Resûlullah Efendimiz sallallâhü aleyhi ve sellem buyurdular: “Muhakkak şeytan, kanın (bedende) dolaştığı gibi insanın damarlarında dolaşır (yani onun vesvese ve hilesi, insanın bütün uzuvlarına ulaşır).”
(Müttefekun Aleyh)
Hicrî: 22 Receb 1446 Fazilet Takvim
ŞEYTANI TANIYIP HİLELERİNDEN SAKINMAK
Şeytan, Allâhü Teâlâ’nın düşmanıdır. Allâhü Teâlâ’nın emrine mahlûkattan ilk isyan eden odur.
Allâhü Teâlâ, kullarına ibadet ve tâatte bulunmalarını; günahlardan ve isyandan kaçınmalarını; gizli ve açıkta, dâima Şeytan’la muharebe ve mücâhede etmelerini emretmiştir. Allâhü Teâlâ, İblis’in Âdem aleyhisselâm’a düşmanlık yaptığını ve onun zürriyeti hakkında da kötülüğü kastettiğini bildirmiştir.
Şeytan, insanoğlu uyuduğu zaman uyumaz; gaflet ettiği zaman gafil olmaz, unuttuğu zaman unutmaz. O, ibadet ve tâatlere mâni olmak veya onların sevabını azaltmak, günahları da işletmek üzere gizli ve âşikârda, var gücüyle dâima çalışır. Aldatma, kandırma ve tuzak kurmada aslâ boş durmaz, zayıflık göstermez.
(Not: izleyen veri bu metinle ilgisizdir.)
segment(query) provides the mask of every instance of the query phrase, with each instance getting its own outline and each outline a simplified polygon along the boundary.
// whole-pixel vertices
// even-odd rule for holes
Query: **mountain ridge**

Şeytan’ın asıl maksadı, kendisi Cehennem’e atılırken insanları da kendisiyle beraber Cehennem’e götürmektir. Nitekim Fâtır Sûresi’nin 6. âyet-i kerîmesinde -meâlen-: “Muhakkak Şeytan, sizin düşmanınızdır. Siz de onu düşman tutun. Çünkü o, etrafında toplananları ancak Cehennemlik olmaları için çağırır.” buyurulmuştur.
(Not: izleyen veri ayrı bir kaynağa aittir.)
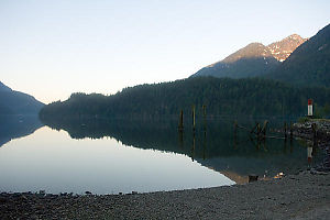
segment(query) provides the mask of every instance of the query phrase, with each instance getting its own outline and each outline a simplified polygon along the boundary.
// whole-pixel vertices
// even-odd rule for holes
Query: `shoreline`
[[[304,139],[310,124],[295,132]],[[295,175],[143,194],[0,193],[0,219],[330,219],[329,135],[319,134],[323,163]]]
[[[0,194],[1,219],[329,219],[330,175],[127,195]]]

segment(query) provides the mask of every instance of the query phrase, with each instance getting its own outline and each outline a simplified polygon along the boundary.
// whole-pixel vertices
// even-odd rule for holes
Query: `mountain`
[[[330,87],[330,24],[297,47],[266,77],[297,86]]]
[[[44,103],[0,81],[0,114],[37,114]]]
[[[263,76],[279,66],[280,62],[285,61],[305,41],[301,36],[293,34],[268,46],[251,43],[221,62],[204,67],[193,77],[246,78]]]
[[[37,116],[0,116],[0,147],[43,127]]]
[[[307,38],[302,38],[298,34],[293,34],[279,42],[270,44],[267,47],[277,61],[284,62],[299,45],[306,41]]]
[[[12,91],[11,90],[11,88],[9,88],[8,86],[6,86],[4,84],[2,84],[1,81],[0,81],[0,92],[1,91]]]
[[[305,116],[307,100],[318,105],[330,100],[330,89],[300,89],[261,78],[230,79],[191,77],[173,82],[140,85],[111,96],[73,94],[66,101],[45,106],[41,119],[56,118],[177,118],[180,110],[217,116]],[[324,114],[329,114],[326,112]],[[328,116],[327,114],[327,116]]]

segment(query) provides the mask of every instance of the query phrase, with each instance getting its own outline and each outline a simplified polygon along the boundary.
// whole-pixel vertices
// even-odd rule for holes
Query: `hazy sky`
[[[251,42],[315,35],[329,0],[0,0],[0,80],[43,102],[186,78]]]

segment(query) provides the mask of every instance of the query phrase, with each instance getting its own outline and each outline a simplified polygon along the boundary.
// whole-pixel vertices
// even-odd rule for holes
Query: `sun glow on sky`
[[[0,80],[48,103],[186,78],[251,42],[329,24],[330,2],[0,0]]]

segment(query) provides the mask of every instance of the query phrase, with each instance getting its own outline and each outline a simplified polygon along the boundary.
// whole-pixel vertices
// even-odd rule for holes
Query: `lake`
[[[243,119],[252,128],[263,119]],[[304,142],[233,133],[233,119],[197,120],[196,132],[177,120],[54,120],[0,118],[0,191],[118,194],[244,184],[317,163]],[[270,128],[283,125],[271,120]],[[272,134],[273,135],[273,134]],[[274,134],[275,135],[275,134]],[[279,134],[276,134],[279,135]]]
İnsan, şeytanın hilelerinden aslâ gafil olmamalı, yaptığı her işin, iyi mi yoksa kötü mü olduğuna dikkat etmelidir. Gizli ve açıkta, onun vesveselerine kapılmamak için bütün gayretini sarf etmelidir. Bununla beraber, ona karşı yardım etmesi için dâima Allâhü Teâlâ’ya dua etmelidir. Bu düşmana karşı kendisinin, Allâhü Teâlâ’ya muhtaç olduğunu, Allâhü Teâlâ’nın güç ve kuvveti ve yardımı olmadan galip gelemeyeceğini bilmelidir. Mümin ancak böyle yaparak, Şeytan’a karşı, Allâhü Teâlâ’nın izni ile galip geleceğini bilir ve ümitsizliğe düşmez.
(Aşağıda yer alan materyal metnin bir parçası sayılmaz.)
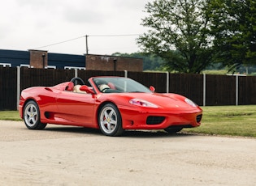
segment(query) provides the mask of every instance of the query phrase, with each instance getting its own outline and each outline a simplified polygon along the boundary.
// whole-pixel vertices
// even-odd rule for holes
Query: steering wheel
[[[85,85],[85,82],[83,79],[80,78],[72,78],[72,80],[70,80],[72,82],[74,83],[74,86],[76,85]]]

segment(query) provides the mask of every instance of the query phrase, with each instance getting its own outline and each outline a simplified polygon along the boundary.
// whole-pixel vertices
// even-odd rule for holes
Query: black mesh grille
[[[197,116],[197,122],[199,123],[201,121],[201,120],[202,120],[202,114]]]
[[[148,116],[146,119],[147,125],[161,124],[164,120],[164,116]]]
Kul, kıymeti anlatılamayacak kadar büyük olan kulluk makamında bulunduğunun idrâki içinde sebât etmeli, ibâdet ve taatte, zikir ve fikirde gevşeklik göstermemelidir. Şeytan’ın şerrinden, hile ve tuzaklarından kurtuluş ancak Allâhü Teâlâ’nın fazlı ve rahmetiyle mümkündür. Allâhü Teâlâ, bizleri ve bütün Müslümanları, Şeytan’ın ve onun avenelerinin şerrinden muhafaza eylesin. Âmîn.